Closed amir-zeldes closed 1 year ago
I understood XPOS to follow the PTB standard, and that should include treating the last goeswith item as the "real" one, right? I agree the mismatch is a bit awkward but changing it would create an incompatibility with other PTB resources.
I don't see GW in PTB or OntoNotes, so I think it might just be EWT. Do you know another corpus that uses it?
Switchboard, apparently: p. 10 of https://catalog.ldc.upenn.edu/docs/LDC2012T13/WebtextTBAnnotationGuidelines.pdf
Cool, I didn't know about that! Although, what does GW actually mean for Switchboard? Isn't it all spoken data?

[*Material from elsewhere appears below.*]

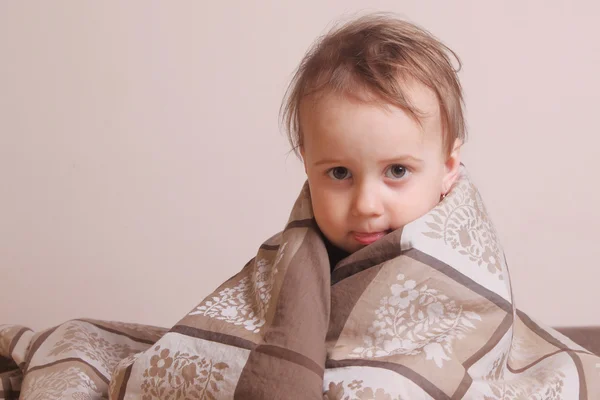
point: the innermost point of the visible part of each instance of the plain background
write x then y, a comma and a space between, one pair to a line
141, 161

No idea. But presumably GW could appear in future LDC datasets as well.
OK, let's leave it alone then.
I noticed EWT has the tag GW for the first token of a
goeswith
chain. I wouldn't normally advocate changing xpos tags, but it seems to me that this is an idiosyncracy of EWT, since GW does not exist in other LDC corpora (ON, PTB etc.). This leads to an odd inconsistency where the first token will carry the lemma and FEATS as expected, but the 'real' xpos (RB, NN, etc.) of the combination is on the second item (which has lemma '_'), and the correct lemma and upos is on the first token.Should we swap all GW tags to be on the second item, with the real tag being moved back to the first item, like the lemma?